By Suzanne Eovaldi, staff writer
“What I’ve got is F*****G Golden,” said jailed Democrat Illinois Governor Rod Blagojevich. He was referring to his opportunity to appoint an IL senator to Congress after then Senator Barack Obama became President in 2009. Well, pardon my hubris, but what I have is Golden also, in today’s Hades of Politically Correct Journalism. I have a FIFTIES JOURNALISM DEGREE from that same state, Illinois. Therefore, permit me to advise you budding cub reporters and “J Skul” students of some imperatives I was taught way back when Dinosaurs roamed Wright Street into Greg Hall.
“Just the Facts, ma’am; Just the Facts,” said Jack Webb’s Sgt. Joe Friday in another media offering known as the detective genre. My professors stressed over and over, “Be OBJECTIVE” in your news stories! “Get the facts.” You may NEVER EDITORIALIZE in your news stories! “If you misspell words, if you misplace commas, if you EDITORIALIZE in NEWS PRINT, I will FLUNK you,” I remember one professor telling us. We spent time discussing the difference in meaning between objective and subjective. “You are reporters, not opinion columnists,” we were told. “Don’t mix the two.” (Today, I write with a right bent, but I do so quite obviously and NOT with an intention of fooling anyone.)
Dear Cub Reporter; get used to being called a PITA, that is a Pain in the A$$. After low these many years, I finally have grown comfortable walking into a cocktail party and watching as smiling clutches of attendees head to the corners. Back in the day, the last thing that cops, politicians, administrative or government operatives wanted to see–or horror of horrors, share a glass of white wine with–was a REPORTER. “You may NEVER associate with the subjects you cover,” was another professorial dictum.
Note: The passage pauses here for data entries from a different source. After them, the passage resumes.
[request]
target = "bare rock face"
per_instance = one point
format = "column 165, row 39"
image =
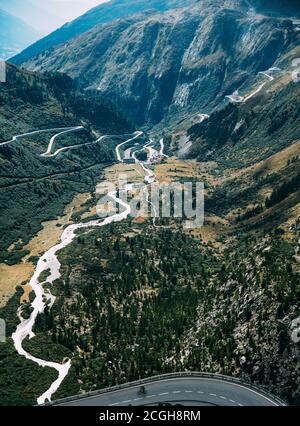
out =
column 163, row 65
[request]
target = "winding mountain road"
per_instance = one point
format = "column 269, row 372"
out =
column 196, row 389
column 50, row 264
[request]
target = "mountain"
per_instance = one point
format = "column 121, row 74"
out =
column 44, row 102
column 103, row 13
column 173, row 63
column 15, row 34
column 280, row 7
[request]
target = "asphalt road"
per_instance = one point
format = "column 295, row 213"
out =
column 185, row 391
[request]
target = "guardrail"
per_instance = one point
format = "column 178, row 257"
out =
column 161, row 377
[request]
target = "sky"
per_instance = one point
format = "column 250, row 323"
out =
column 71, row 9
column 47, row 15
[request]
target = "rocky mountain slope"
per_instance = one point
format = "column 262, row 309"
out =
column 165, row 65
column 101, row 14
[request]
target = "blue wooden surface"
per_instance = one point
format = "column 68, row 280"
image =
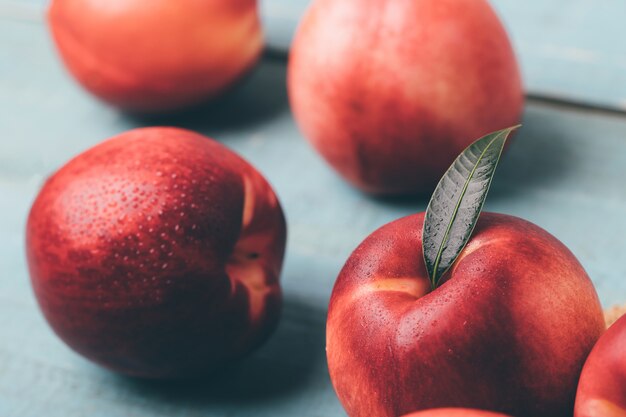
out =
column 564, row 171
column 569, row 50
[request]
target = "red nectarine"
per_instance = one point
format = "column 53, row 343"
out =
column 157, row 253
column 508, row 329
column 391, row 91
column 602, row 386
column 156, row 55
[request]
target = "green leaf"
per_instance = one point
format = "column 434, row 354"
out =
column 456, row 204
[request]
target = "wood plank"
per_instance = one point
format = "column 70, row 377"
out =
column 564, row 172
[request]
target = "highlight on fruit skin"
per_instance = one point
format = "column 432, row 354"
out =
column 157, row 254
column 601, row 389
column 491, row 336
column 389, row 92
column 156, row 55
column 454, row 412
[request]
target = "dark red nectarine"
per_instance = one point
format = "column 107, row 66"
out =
column 156, row 55
column 391, row 91
column 157, row 253
column 508, row 329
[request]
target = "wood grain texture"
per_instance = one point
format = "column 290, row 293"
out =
column 564, row 171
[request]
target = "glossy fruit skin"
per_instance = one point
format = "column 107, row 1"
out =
column 602, row 386
column 391, row 91
column 455, row 412
column 156, row 55
column 157, row 254
column 508, row 330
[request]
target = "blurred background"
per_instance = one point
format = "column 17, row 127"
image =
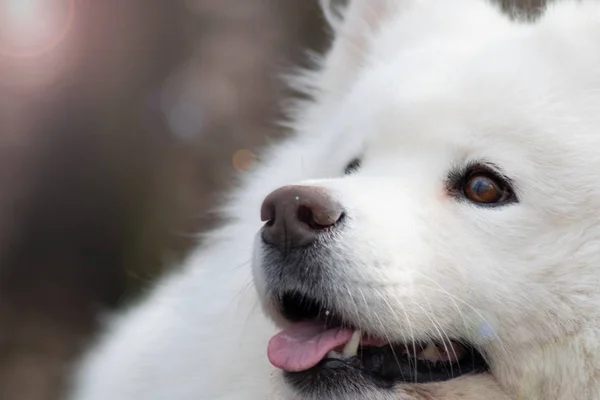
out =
column 121, row 122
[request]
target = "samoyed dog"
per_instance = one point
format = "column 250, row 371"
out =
column 430, row 231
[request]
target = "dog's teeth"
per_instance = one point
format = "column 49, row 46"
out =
column 351, row 348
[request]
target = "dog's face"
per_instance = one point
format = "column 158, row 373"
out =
column 452, row 226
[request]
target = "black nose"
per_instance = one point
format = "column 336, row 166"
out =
column 296, row 215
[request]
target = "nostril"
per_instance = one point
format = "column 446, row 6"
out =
column 317, row 221
column 305, row 215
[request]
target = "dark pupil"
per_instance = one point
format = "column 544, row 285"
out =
column 352, row 167
column 484, row 189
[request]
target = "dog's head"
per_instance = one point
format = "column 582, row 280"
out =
column 453, row 220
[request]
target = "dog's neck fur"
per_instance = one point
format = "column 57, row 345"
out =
column 565, row 368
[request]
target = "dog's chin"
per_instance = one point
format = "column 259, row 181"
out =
column 369, row 368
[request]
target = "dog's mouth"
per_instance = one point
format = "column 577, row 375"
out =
column 317, row 342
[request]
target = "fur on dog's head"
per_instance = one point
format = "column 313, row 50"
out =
column 446, row 103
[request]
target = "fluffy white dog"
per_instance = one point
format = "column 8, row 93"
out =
column 431, row 231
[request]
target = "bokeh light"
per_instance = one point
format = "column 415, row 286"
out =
column 32, row 28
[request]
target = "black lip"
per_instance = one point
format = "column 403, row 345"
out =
column 376, row 367
column 382, row 368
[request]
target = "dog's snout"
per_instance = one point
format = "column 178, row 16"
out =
column 295, row 215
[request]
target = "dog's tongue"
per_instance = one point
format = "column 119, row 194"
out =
column 303, row 345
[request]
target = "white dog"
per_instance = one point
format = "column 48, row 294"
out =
column 432, row 231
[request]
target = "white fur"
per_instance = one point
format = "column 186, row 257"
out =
column 417, row 88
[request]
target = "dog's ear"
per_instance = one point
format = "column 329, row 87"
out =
column 354, row 24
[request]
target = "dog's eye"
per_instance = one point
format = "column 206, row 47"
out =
column 352, row 167
column 485, row 187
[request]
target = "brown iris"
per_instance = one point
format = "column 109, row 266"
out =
column 482, row 188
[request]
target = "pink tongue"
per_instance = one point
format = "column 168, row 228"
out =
column 303, row 345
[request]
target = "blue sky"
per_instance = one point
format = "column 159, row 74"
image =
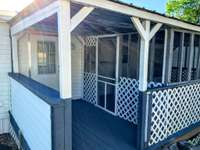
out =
column 157, row 5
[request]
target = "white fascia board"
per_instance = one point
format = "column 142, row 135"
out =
column 80, row 16
column 127, row 10
column 35, row 18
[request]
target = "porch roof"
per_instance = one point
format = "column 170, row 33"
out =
column 123, row 8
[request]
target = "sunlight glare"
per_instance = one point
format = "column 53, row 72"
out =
column 14, row 5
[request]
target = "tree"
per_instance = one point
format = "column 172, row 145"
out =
column 187, row 10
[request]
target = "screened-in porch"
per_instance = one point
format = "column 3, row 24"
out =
column 110, row 80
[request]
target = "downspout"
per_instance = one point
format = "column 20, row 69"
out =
column 11, row 48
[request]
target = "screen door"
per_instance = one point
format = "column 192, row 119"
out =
column 106, row 73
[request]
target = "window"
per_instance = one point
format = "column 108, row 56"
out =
column 46, row 57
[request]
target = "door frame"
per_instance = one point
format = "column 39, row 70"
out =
column 116, row 71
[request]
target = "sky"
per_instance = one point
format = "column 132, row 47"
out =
column 17, row 5
column 157, row 5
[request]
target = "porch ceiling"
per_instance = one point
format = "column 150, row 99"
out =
column 99, row 22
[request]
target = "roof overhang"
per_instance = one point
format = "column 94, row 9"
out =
column 5, row 16
column 139, row 12
column 47, row 8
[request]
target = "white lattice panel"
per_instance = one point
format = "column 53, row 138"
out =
column 90, row 88
column 154, row 84
column 127, row 101
column 195, row 141
column 173, row 110
column 90, row 41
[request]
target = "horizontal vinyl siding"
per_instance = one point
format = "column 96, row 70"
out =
column 5, row 67
column 32, row 115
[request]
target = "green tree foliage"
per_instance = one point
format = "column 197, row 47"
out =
column 187, row 10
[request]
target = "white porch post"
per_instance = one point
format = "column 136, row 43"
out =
column 144, row 56
column 15, row 55
column 146, row 34
column 64, row 44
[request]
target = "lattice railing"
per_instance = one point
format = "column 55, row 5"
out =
column 128, row 98
column 90, row 41
column 89, row 88
column 195, row 140
column 173, row 109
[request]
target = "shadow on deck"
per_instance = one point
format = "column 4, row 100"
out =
column 95, row 129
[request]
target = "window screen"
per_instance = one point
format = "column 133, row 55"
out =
column 46, row 57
But today that J Skul degree is a license for admittance into private, D.C. enclaves, halls of power and alphabet bowls of soup shared with wordsmiths and wordy politicians. “Be sure to Socialize With the People You Cover,” is now an absolute necessity in the foggy bottom, for “Socializing with the People You Cover Gives You Access You’d Never Get Otherwise.”
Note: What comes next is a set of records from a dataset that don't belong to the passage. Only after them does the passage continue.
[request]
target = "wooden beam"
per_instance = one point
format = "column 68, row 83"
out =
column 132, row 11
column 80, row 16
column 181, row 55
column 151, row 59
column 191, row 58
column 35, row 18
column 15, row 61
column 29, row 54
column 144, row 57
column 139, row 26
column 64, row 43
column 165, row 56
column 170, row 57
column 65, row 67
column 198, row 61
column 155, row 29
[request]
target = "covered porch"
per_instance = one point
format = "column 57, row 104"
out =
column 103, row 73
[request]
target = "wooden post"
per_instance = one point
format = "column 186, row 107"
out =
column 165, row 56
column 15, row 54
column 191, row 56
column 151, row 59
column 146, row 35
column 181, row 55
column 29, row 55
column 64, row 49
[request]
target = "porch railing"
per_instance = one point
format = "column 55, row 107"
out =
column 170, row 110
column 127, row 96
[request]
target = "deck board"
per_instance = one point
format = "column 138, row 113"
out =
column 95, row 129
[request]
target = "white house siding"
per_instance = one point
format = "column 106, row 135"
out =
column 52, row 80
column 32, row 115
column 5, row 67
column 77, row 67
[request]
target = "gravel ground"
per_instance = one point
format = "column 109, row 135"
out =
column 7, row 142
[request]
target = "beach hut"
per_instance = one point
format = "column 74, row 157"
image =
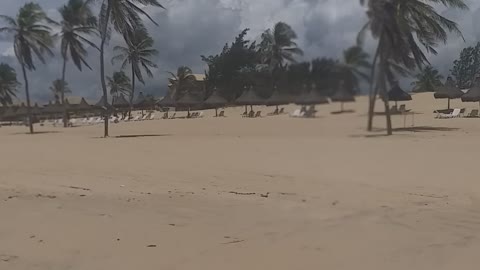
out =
column 216, row 101
column 278, row 99
column 342, row 95
column 397, row 94
column 189, row 100
column 120, row 102
column 448, row 91
column 249, row 98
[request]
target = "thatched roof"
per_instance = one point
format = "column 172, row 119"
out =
column 278, row 98
column 120, row 102
column 311, row 98
column 215, row 100
column 397, row 94
column 449, row 90
column 167, row 101
column 189, row 100
column 250, row 97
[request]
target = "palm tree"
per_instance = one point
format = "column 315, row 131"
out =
column 77, row 22
column 8, row 84
column 32, row 37
column 136, row 54
column 399, row 25
column 125, row 17
column 181, row 82
column 354, row 67
column 427, row 80
column 278, row 47
column 119, row 84
column 59, row 88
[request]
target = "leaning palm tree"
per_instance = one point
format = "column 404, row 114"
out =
column 278, row 48
column 119, row 84
column 78, row 22
column 399, row 26
column 58, row 89
column 181, row 82
column 32, row 37
column 136, row 54
column 427, row 80
column 355, row 67
column 125, row 17
column 8, row 84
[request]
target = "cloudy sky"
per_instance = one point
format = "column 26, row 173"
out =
column 190, row 28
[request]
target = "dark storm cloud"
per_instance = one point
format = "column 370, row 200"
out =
column 190, row 28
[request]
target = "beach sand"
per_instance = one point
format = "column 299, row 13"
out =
column 234, row 193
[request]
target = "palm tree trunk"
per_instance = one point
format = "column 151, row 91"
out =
column 27, row 94
column 383, row 90
column 102, row 68
column 373, row 91
column 132, row 94
column 65, row 116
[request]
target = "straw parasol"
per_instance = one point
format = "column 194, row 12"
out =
column 342, row 95
column 448, row 91
column 189, row 100
column 473, row 95
column 311, row 98
column 397, row 94
column 216, row 101
column 277, row 99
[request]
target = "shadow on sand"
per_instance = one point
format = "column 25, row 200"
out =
column 35, row 133
column 135, row 136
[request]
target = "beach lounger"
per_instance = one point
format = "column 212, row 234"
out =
column 473, row 114
column 296, row 113
column 454, row 114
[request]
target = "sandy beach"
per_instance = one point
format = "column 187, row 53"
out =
column 234, row 193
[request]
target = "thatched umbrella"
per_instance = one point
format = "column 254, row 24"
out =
column 342, row 95
column 397, row 94
column 448, row 91
column 189, row 100
column 278, row 99
column 216, row 101
column 249, row 98
column 473, row 95
column 311, row 98
column 120, row 102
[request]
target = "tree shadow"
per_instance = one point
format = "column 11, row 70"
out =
column 35, row 133
column 128, row 136
column 424, row 129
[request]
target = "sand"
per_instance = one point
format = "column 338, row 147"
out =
column 233, row 193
One of my professors told us that a well written news story, a well turned phrase in simple, easily understood language will never be replaced. “Just having something in Print carries much more weight,” he said. While the Old English, oral tradition provided the story teller a method of selling his wares to little hamlet dwellers, the telling and re-telling of a story does not match the authority of the word in print.
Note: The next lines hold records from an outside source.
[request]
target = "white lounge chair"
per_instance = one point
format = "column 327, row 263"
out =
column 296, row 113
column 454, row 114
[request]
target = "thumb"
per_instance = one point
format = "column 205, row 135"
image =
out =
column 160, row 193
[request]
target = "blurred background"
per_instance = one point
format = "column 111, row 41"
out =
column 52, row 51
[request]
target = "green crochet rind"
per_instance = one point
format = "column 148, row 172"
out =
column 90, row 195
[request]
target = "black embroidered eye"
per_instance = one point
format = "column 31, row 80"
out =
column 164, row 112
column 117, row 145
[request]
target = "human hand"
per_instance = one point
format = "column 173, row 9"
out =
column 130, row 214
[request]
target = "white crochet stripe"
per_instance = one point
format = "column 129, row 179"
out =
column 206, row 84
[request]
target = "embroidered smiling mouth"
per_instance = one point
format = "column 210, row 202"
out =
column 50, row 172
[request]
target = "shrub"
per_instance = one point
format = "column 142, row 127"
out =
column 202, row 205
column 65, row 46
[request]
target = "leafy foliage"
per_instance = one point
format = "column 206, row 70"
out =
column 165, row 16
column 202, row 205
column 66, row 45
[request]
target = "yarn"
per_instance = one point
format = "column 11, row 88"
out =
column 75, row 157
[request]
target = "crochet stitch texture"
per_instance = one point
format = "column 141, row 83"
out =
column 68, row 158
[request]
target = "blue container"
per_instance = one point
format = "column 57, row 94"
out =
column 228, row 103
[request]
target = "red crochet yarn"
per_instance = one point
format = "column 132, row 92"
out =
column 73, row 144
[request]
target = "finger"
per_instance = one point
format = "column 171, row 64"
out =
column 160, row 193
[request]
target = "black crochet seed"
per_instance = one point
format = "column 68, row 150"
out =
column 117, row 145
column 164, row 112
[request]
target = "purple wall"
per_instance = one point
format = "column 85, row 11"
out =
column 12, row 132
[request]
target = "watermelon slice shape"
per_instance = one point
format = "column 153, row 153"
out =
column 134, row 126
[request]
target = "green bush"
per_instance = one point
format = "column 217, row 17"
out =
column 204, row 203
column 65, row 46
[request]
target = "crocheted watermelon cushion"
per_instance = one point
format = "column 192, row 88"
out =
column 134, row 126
We budding 50’s journalists spent countless hours in our workbooks, taking apart crime details. One student had a hard time understanding why he was graded down for saying “a man pulled the trigger,” when the outline of facts we were given to construct the story said merely that “someone pulled the trigger.” Over and over our professor emphasized the importance of minute details.
But now, I appreciate that untiring attention to specifics, to getting the story correctly told, to being ethical, honest, trustworthy. And yes, we had to take courses in ethics back in the day. Just because something is legal, does that make it ethical? Our discussions became heated. But at last I get it. We were told as reporters that we must remain objective, never write with subjective overtones. What is the difference between denotation and connotation? Keep Factual reporting separate from the Opinion pages.
But our professors also told us to “never ignore a rumor.” “There’s truth in every rumor you hear…you just have to dig out the truth…that’s your job as a reporter.” Getting our facts straight, backing up what we wrote with credible sources, verification of fact, keeping the newsroom separate from the advertising department, these words of professorial wisdom were hammered into us. For without meticulous attention to fact and truth, we didn’t get to graduate with a degree from the University of Illinois’ great School of Journalism, way back when fellow dinosaurs sat next to me.
BTW, I very frequently was the only female in my classes. I never felt discrimination, but my male classmates, after one especially difficult classroom lecture and Q-A session, stopped after class to ask me, “Are you OK? How did you handle it today?”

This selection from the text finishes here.